TASCHEN’s description of the limited edition of “Stanley Kubrick’s The Shining” promises that readers will be able to “witness Kubrick’s endless rounds of script rewrites, his revolutionary use of the Steadicam, the mechanics behind the infamous blood elevator, the mysterious mid-filming fire at Elstree Studios, and the countless takes needed to satisfy the meticulous force that was Kubrick.”
Sounds great! But is it worth an entire month’s rent in an expensive city? The book’s editor, Lee Unkrich, who as part of the senior creative team at Pixar has done everything from directing “Coco” to editing “Toy Story” to providing voices for “A Bug’s Life,” reassured “Shining”-heads on Reddit that this wouldn’t be their only chance to get their hands on this unprecedented trove of new material. “Sorry about the initial price tag,” he wrote on the r/StanleyKubrick sub, promising that “there will be a much more affordable edition in the future.” He went on to explain that TASCHEN strategically markets these deluxe editions before a more accessible mass market release to “help pay for the deep amount of research and cost that goes into creating a project like this.”
It’s anyone’s guess what the next iteration of the book will and won’t include from this deluxe edition, or how much it will cost.
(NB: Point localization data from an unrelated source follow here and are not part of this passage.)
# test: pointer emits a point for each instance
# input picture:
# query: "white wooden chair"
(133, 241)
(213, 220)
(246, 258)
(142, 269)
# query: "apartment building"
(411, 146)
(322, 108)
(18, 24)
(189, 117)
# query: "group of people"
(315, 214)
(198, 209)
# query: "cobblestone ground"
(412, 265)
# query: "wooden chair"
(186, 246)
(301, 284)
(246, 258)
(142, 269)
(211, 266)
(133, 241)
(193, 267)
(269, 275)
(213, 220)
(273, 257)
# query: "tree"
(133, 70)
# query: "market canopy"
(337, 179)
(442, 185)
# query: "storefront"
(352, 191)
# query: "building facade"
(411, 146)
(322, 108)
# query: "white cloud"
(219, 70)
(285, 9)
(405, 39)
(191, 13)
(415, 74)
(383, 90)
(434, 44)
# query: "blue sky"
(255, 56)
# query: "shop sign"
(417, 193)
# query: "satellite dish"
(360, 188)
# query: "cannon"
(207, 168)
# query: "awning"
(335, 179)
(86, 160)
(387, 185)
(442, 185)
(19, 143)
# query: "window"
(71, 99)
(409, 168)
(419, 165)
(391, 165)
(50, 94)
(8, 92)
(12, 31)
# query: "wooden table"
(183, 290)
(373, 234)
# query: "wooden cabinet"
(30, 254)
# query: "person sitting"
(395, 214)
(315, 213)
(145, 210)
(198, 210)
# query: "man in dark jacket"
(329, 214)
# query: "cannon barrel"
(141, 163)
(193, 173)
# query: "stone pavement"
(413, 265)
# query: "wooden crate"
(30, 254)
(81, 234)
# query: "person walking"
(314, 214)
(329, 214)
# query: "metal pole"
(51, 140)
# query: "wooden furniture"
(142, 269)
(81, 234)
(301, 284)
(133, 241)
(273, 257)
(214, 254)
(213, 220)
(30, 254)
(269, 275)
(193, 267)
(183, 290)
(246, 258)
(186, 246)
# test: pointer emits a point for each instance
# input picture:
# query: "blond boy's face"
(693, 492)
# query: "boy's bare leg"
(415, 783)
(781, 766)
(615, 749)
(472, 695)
Taking a look at TASCHEN’s vault of Kubrick releases over the years, however, gives a good idea. They’ve released “making of” coffee table books on “Barry Lyndon,” “2001: A Space Odyssey,” and “A Clockwork Orange” at $40 a piece — this deluxe box set could easily be reformatted into the same style and sold at the same price point. Hey, at least it doesn’t register the same sticker shock as their $3,500 limited run book on Kubrick’s unmade epic “Napoleon.”